The AI that writes music from text (Ep. 535)
The home team discusses why it seems like everybody needs subtitles now, the AI that generates music from text, and a list of open-source data engineering projects for you to contribute to.
Episode notes:
It’s not just you: We all need subtitles now.
Google introduces MusicLM, a model that generates music from text. The examples are pretty mind-blowing and raise big questions about licensing and copyrights for non-AI creators.
Taking the uncanny valley to a new low? Nvidia’s streaming software now includes a feature that deepfakes eye contact.
Beware the potentially dangerous intersection of AI and stan Twitter.
Thanks to Siavash Kayal, a fan of the show and data engineer at Cleo, who sent along a great list of open-source data engineering projects folks can work on.
Today we’re shouting out Stellar Question badge winner Paragon for asking how to Open two instances of a file in a single Visual Studio session.
Tags: ai, data engineering, music, open-source, subtitles, the stack overflow podcast
2 Comments
No, you don’t need subtitles, not for a movie, you need to watch it in a theater. If the dialog is hard to make out, either your speakers are cheap, and you’ll have to suffer too-loud elements in the mix in order to get the spoken words at an audible volume, or the director made the artistic decision to include mumbled dialog, say for characterization. The sole exception being British actors playing American, which creates an uncanny aural space in the film, such as cowboys listening to Benedict Cumberbach with a straight face. Or you could be watching a geniunely bad film whose director let the actors get away without annunciating, because: stay for the explosions.
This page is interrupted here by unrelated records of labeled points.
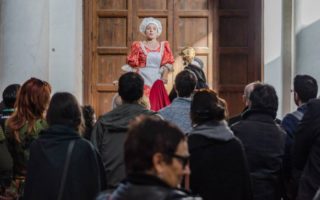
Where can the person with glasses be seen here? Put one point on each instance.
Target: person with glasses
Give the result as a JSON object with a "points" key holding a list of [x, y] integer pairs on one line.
{"points": [[156, 159], [24, 125], [217, 158]]}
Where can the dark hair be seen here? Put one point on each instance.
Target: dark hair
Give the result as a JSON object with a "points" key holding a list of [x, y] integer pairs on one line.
{"points": [[264, 97], [9, 95], [130, 87], [89, 120], [146, 137], [64, 110], [306, 87], [206, 105], [185, 83]]}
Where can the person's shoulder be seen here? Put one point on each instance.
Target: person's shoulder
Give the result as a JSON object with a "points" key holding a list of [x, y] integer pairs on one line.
{"points": [[177, 194]]}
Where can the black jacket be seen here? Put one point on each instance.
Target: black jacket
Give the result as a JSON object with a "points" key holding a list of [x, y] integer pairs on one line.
{"points": [[146, 187], [263, 140], [45, 167], [218, 163], [108, 136], [306, 151]]}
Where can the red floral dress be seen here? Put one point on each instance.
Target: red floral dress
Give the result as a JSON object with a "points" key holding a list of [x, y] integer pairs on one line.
{"points": [[149, 63]]}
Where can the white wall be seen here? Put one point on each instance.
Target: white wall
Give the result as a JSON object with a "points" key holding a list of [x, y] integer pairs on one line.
{"points": [[65, 54], [307, 31], [24, 41], [273, 47], [29, 31]]}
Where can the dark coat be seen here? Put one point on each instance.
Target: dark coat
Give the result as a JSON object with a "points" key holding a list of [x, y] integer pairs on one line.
{"points": [[108, 137], [146, 187], [218, 163], [263, 141], [306, 151], [47, 158]]}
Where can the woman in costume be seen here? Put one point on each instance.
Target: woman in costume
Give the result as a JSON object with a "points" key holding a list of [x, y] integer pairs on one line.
{"points": [[150, 58]]}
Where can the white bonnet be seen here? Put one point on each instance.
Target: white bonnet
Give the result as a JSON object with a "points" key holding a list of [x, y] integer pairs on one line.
{"points": [[150, 20]]}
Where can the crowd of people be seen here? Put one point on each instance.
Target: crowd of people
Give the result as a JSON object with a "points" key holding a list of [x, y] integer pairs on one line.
{"points": [[183, 147]]}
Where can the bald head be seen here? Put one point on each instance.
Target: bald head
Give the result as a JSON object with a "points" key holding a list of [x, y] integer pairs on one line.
{"points": [[247, 91]]}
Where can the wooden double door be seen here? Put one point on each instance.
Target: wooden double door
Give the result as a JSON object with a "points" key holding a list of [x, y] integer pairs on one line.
{"points": [[226, 35]]}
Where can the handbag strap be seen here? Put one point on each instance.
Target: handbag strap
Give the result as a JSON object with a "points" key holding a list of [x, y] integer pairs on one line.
{"points": [[65, 169]]}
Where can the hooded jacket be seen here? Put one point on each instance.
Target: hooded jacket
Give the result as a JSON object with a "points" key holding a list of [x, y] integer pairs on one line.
{"points": [[263, 140], [108, 136], [47, 160], [218, 163]]}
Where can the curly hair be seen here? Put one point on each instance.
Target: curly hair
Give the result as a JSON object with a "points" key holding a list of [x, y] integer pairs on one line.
{"points": [[32, 101]]}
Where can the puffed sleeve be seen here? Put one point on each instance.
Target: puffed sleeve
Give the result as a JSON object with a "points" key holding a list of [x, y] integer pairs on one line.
{"points": [[167, 58], [133, 57]]}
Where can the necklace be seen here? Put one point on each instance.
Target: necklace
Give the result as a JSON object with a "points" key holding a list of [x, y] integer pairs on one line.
{"points": [[153, 44]]}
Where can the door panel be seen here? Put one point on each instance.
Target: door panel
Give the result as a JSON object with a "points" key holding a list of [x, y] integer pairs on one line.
{"points": [[226, 35], [238, 49]]}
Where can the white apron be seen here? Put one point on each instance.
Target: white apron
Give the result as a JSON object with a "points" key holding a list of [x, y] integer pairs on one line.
{"points": [[151, 72]]}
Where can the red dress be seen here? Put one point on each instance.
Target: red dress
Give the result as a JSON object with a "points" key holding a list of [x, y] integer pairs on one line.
{"points": [[150, 64]]}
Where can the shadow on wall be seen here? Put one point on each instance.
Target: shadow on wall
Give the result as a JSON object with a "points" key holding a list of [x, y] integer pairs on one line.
{"points": [[307, 51], [273, 76]]}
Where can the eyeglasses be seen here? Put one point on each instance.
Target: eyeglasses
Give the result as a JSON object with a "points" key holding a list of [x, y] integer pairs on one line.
{"points": [[184, 160]]}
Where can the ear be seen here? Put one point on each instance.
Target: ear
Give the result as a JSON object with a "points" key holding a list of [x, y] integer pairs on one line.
{"points": [[158, 163]]}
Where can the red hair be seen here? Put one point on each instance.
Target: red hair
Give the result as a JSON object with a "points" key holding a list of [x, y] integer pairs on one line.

I disagree. I’m not a native English speaker, but I can easily understand any person in a conversation even with different native and non-native accents (I worked for a Canadian call center for almost 2 years). Even if I can establish a conversation with any English speaker, I struggle understanding movies and series’ English voices with my 5.1 sound bar or at the theater. Something that does not happen when I’m listening to movies dubbed in Spanish (my native language).